[LeetCode]42. Trapping Rain Wate
2018-12-26 本文已影响6人
Eazow
题目
Given n non-negative integers representing an elevation map where the width of each bar is 1, compute how much water it is able to trap after raining.
The above elevation map is represented by array [0,1,0,2,1,0,1,3,2,1,2,1]. In this case, 6 units of rain water (blue section) are being trapped. Thanks Marcos for contributing this image!
Example:
Input: [0,1,0,2,1,0,1,3,2,1,2,1]
Output: 6
难度
Hard
方法
- 找到容器最高点位置max_height_index, 最高点高度max_height。找到最高点后,左边和右边的bar都能跟其形成容器蓄水
- 从左往右处理至max_height_index, left_max记录遍历时左边区间的最高高度, 如果height[i] > left_max, 则该格无法蓄水,将left_max更新为height[i]; 如果height[i] < left_max,则该格可以蓄水left_max - height[i]

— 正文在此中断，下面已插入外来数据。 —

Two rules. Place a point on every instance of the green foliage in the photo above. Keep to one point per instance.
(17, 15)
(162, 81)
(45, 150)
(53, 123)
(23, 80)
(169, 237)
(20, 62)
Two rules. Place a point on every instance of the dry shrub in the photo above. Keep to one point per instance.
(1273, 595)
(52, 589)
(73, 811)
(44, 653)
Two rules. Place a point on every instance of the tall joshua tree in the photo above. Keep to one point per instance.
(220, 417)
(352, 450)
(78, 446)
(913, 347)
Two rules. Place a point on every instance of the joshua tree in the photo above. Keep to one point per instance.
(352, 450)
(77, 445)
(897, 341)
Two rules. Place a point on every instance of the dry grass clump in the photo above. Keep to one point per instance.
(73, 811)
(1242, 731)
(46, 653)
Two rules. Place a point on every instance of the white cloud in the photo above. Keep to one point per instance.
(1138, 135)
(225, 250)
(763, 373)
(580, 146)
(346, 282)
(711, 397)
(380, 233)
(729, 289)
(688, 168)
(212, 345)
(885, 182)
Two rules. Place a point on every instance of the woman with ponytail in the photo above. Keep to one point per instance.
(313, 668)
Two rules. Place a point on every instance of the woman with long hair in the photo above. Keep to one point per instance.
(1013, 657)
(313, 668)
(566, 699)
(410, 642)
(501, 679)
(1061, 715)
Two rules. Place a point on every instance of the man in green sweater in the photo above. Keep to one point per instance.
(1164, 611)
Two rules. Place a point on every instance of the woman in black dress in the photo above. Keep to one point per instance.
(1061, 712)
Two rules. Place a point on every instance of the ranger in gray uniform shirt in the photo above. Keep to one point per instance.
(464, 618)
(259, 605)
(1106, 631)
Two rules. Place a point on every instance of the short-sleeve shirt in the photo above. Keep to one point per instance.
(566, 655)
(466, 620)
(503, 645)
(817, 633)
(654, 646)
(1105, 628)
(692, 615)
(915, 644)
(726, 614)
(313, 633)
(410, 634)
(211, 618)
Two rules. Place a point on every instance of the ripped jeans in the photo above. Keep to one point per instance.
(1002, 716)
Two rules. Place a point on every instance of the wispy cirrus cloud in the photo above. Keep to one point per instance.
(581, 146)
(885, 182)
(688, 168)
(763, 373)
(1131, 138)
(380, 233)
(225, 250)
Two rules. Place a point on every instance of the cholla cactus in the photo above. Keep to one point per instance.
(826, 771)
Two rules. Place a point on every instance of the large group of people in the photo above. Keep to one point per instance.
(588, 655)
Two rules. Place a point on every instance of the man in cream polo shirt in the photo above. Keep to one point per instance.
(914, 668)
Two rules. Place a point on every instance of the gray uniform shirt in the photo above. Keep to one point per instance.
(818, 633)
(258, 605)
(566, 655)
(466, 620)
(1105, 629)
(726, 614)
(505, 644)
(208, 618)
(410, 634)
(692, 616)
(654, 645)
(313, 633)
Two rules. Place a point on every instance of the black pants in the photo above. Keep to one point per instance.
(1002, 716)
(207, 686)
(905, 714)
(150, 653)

- 从右往左处理至max_height_index,right_max记录遍历时右边区间的最高高度,如果height[i] > right_max, 则该格无法蓄水,right_max更新为height[i]; 如果height[i] < right_max,则该格可以蓄水left_max - height[i]
- 将每格可以蓄的水累加即可
python代码
# -*- coding:utf-8 -*-
class Solution(object):
def trap(self, height):
"""
1. 找到容器最高点位置max_height_index, 最高点高度max_height。找到最高点后,左边和右边的bar都能跟其形成容器蓄水
2. 从左往右处理至max_height_index, left_max记录遍历时左边区间的最高高度, 如果height[i] > left_max, 则该格无法蓄水,
将left_max更新为height[i]; 如果height[i] < left_max,则该格可以蓄水left_max - height[i]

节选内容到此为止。